Yıldız’ı pek hoppa, fazla şımarık bulmakla beraber, karşılaştıkları sırada çekiciliğinden kendini kurtaramadığını da pek iyi hissediyordu. Sarışın, minyon, boncuk mavi gözlü, pek hareketli bir şeydi. Daldan dala atlayan zarif bir kelebeği andırıyor, kızdığı zamanlarda da can yakan arılardan farksız görünüyordu.
Sermet, bu genç kızın müşekkel1 güzelliğine kapıldığını, onun rengine, neşesine ve içinden taşan çılgınlıklara hayran olduğunu anlıyordu.

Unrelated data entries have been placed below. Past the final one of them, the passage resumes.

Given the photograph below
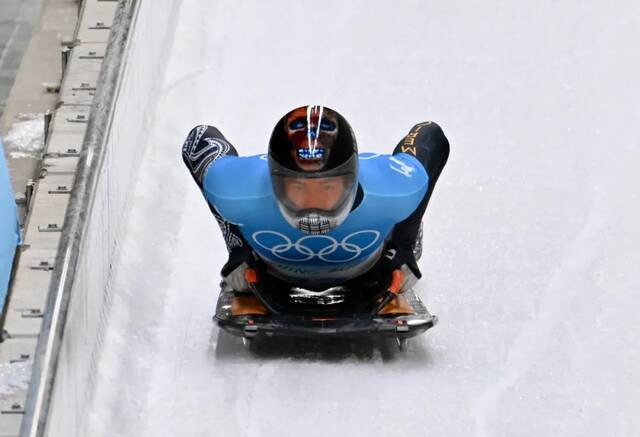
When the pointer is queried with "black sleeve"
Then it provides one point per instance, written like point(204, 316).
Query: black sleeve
point(427, 142)
point(204, 145)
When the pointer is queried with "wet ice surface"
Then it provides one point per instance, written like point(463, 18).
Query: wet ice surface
point(530, 240)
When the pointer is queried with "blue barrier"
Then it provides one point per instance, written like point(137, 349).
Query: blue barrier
point(9, 228)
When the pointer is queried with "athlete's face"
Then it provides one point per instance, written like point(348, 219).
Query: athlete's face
point(317, 193)
point(313, 131)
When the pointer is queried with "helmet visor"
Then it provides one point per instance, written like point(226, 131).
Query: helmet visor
point(328, 193)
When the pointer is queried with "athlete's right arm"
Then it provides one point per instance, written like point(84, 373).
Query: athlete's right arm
point(205, 145)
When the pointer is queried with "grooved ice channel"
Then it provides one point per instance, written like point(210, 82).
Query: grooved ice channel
point(530, 239)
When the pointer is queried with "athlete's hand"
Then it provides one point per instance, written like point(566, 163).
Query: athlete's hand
point(234, 271)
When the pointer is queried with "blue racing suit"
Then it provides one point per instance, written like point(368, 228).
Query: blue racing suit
point(393, 192)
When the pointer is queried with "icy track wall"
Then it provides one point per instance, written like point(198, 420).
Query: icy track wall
point(129, 85)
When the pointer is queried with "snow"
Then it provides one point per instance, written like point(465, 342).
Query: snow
point(531, 238)
point(14, 377)
point(26, 136)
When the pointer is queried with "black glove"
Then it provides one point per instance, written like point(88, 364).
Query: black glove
point(239, 255)
point(397, 255)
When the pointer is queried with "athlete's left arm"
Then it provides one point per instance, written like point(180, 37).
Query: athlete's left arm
point(426, 142)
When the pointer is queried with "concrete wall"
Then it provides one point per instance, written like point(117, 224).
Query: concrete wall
point(9, 228)
point(88, 312)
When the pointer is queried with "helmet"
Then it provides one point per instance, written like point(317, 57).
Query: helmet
point(313, 161)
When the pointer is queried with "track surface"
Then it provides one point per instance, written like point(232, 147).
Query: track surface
point(531, 238)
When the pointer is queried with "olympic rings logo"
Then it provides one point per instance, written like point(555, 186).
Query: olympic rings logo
point(323, 247)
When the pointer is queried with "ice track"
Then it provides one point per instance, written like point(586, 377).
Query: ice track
point(530, 240)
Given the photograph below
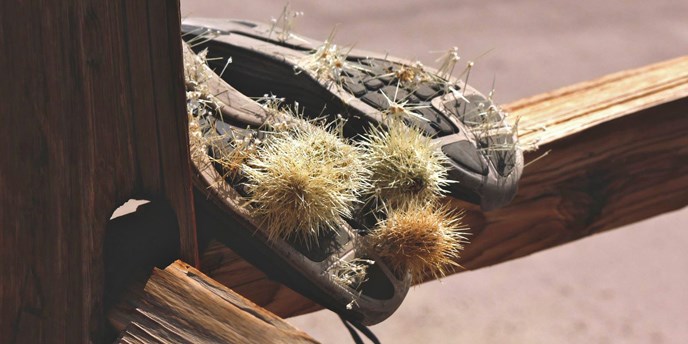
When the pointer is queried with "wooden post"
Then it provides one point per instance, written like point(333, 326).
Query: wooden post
point(93, 114)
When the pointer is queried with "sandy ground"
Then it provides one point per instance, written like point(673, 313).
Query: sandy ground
point(625, 286)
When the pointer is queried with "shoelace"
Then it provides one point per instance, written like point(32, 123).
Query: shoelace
point(352, 326)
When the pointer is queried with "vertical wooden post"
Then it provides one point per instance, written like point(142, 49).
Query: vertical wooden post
point(92, 114)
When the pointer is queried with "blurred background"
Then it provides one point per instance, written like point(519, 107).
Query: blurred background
point(629, 285)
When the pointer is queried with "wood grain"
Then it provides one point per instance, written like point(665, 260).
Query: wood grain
point(182, 305)
point(619, 154)
point(93, 114)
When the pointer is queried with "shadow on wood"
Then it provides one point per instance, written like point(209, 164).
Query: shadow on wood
point(93, 114)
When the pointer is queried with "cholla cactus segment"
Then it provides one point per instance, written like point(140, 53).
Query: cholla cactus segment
point(283, 26)
point(303, 181)
point(422, 239)
point(328, 62)
point(400, 109)
point(405, 165)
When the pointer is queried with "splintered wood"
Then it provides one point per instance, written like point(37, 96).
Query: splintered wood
point(182, 305)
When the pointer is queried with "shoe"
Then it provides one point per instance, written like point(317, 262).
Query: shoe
point(484, 157)
point(336, 269)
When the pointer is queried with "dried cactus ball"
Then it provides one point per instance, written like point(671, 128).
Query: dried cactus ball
point(302, 181)
point(405, 165)
point(421, 238)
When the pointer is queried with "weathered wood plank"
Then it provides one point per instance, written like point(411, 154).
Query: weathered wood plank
point(618, 155)
point(182, 305)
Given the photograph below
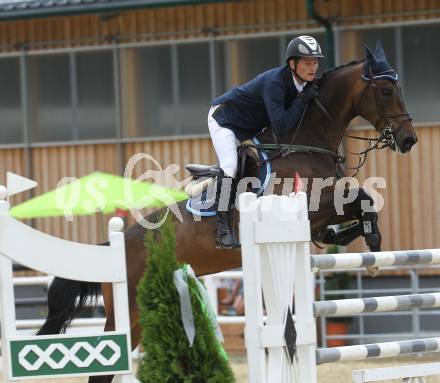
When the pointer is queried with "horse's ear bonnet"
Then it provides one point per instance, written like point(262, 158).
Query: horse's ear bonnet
point(377, 66)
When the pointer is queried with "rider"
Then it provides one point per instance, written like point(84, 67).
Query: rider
point(276, 99)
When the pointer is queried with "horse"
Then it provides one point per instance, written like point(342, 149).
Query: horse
point(365, 88)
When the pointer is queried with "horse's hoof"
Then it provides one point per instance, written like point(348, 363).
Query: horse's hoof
point(372, 271)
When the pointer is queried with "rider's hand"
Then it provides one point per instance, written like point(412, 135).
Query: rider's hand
point(307, 94)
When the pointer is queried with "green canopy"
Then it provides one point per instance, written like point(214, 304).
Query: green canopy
point(97, 192)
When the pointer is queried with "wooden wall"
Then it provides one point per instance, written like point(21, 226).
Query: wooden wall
point(410, 218)
point(246, 16)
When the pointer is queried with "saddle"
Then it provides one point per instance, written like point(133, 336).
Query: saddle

Ama onunla hayatını birleştirmeyi düşününce daima içinde buruk bir his kıpırdıyor, kalbine açılan yolun karşısına kafasının düşünce dikenleri çıkıyordu.
Ve sonra Oya karşısında açık bir emniyet hissediyor; onda geleceğin tatlı, yumuşak bir aynasını görür gibi oluyordu. Oya güzel değildi. Hayatını çalışarak kazanmak mecburiyetindeydi. Vacide ve Yıldız’la okul sıralarında yapılan bir arkadaşlıkları olduğu için ara sıra bu toplantılarda bulunuyordu.
Sermet âşık tabiatlı bir gençti. Hayatında ilk görüşte kapıldığı kadınlarla deli gibi tutulduğu kızların hayali çoktu. Bazen tramvayda rastladığı bir kadının güzel gözlerine bağlanır; haftalarca, aylarca her gözlerini kapayışta bu bir çift gözün rüyasını görürdü. Sonra bir başkasının nefis vücudu, bir diğerinin biçimli başı ve nihayet yine birinin saçlarının rengi onu bağlandığı güzelden uzaklaştırıverirdi. Ve bu, yirmi beş yıllık hayatı içinde daima böyle olmuştu. Büyük boşluk içinde müddetini doldurup da sönen yıldızlar gibi, hiçbir zaman aşk diye isimlendirilmeyecek hevesler, istekler, sevgi sanılan iğreti hisler gelip geçmiş ve genç adam daima kendi kurduğu hayal cihanı içinde tatlı bir gençlik hayatı sürmüştü.
Fakat Nahide’yi görür görmez hislerinin kamaşması ötekilerle ölçülecek mahiyette değildi. Garip bir baş dönmesine tutulmuştu. Bakışları genç kadının bakışlarına değdikçe bulanıyor, kalbinde güç isim verilecek bir karışıklık oluyordu.
Yemekte tam onun karşısına oturmayı büyük bir şans olarak kabul etti. İçinde birbirini kovalayan zıt hisler vardı. Bu hislerin en kuvvetlileri sonsuz bir hayranlık ve korku ile ifadelendirilebilirdi. Ona, bir bakışta hayran olduğu muhakkaktı. Fakat niçin korkuyordu?